Bramblitt, a film he created as a student, has received numerous awards. The film, which tells the story of UNT English major John Bramblitt and the technique he developed to paint after losing his sight, was a finalist in the 2006 Angelus Awards. The awards honor films that respect the dignity of humans and reflect the triumph of the human spirit. Bramblitt was also a finalist for the top documentary prize at the 2006 NextFrame Student Film Festival. The festival is sponsored by the University Film and Video Association and recognized as the world's premiere festival for showcasing student work.
In addition, Bramblitt received a Special Contribution-Individual award from the Barbara Jordan Media Awards.

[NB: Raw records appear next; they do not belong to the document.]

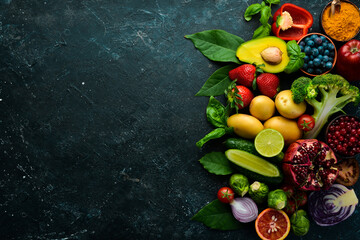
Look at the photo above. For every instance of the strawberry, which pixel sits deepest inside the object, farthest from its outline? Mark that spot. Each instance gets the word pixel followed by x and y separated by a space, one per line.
pixel 244 75
pixel 239 96
pixel 268 84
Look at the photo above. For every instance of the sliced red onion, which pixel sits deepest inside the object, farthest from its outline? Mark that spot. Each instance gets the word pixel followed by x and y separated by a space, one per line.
pixel 329 207
pixel 244 209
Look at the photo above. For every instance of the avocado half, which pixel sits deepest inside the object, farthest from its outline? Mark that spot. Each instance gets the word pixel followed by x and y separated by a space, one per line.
pixel 249 52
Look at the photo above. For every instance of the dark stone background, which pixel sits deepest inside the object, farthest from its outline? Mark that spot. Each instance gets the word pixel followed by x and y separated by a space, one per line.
pixel 98 119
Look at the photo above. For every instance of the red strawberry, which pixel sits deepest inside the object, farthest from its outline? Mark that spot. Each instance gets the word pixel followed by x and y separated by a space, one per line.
pixel 268 84
pixel 244 74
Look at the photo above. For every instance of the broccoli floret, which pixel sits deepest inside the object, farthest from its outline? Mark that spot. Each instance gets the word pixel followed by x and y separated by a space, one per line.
pixel 327 94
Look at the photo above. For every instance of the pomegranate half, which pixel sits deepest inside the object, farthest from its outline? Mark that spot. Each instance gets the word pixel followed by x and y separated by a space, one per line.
pixel 310 165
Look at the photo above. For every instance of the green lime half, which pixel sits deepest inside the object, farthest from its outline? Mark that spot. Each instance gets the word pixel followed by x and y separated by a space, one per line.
pixel 269 142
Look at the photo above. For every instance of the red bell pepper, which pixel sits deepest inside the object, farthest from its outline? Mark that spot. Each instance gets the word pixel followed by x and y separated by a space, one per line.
pixel 348 60
pixel 301 20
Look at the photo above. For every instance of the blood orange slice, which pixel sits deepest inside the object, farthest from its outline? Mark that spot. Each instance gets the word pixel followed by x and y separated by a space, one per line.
pixel 272 224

Presented by the Governor's Committee on People with Disabilities, the awards recognize films, photos, articles and television news stories that accurately and progressively portray people with disabilities.
Ferris created the film after reading a newspaper story about Bramblitt, who became blind in 2001 and began painting a few years later although he'd never taken an art class. Bramblitt begins a painting by using puffy paint to draw an outline of an object and memorizing where the object is on the canvas. After priming the canvas with white latex paint, he feels the raised lines of the paint and paints between them.
"I thought his story was a really great story and would translate into a powerful film," Ferris says. "I wanted to visually illustrate the process that he created to paint. He uses the same technique of memorizing where everything is to help him in his life outside of painting."
Ferris filmed Bramblitt creating a painting of a storm from beginning to end.
"I was surprised to see that he's able to distinguish different colors of paint based on the textures," Ferris says. "He has a great tactile sense."
For his thesis film, Ferris turned to his hometown of New Orleans for a subject. He focused on "Mama Dee" — Dyan French Cole, a longtime activist in New Orleans' Seventh Ward who turned her home into a local office and collection point for the People's Hurricane Relief Fund and Reconstruction Project after Hurricane Katrina.
With his M.F.A. in hand, Ferris planned to return to New Orleans this summer to work in film production and possibly teach. He says he feels he's "progressed as a filmmaker" during his three years in UNT's program.
"We had a tremendous amount of time to be engaged in production and use the equipment. I had a background in the technical aspects of working a camera, but I learned how to be creative," he says.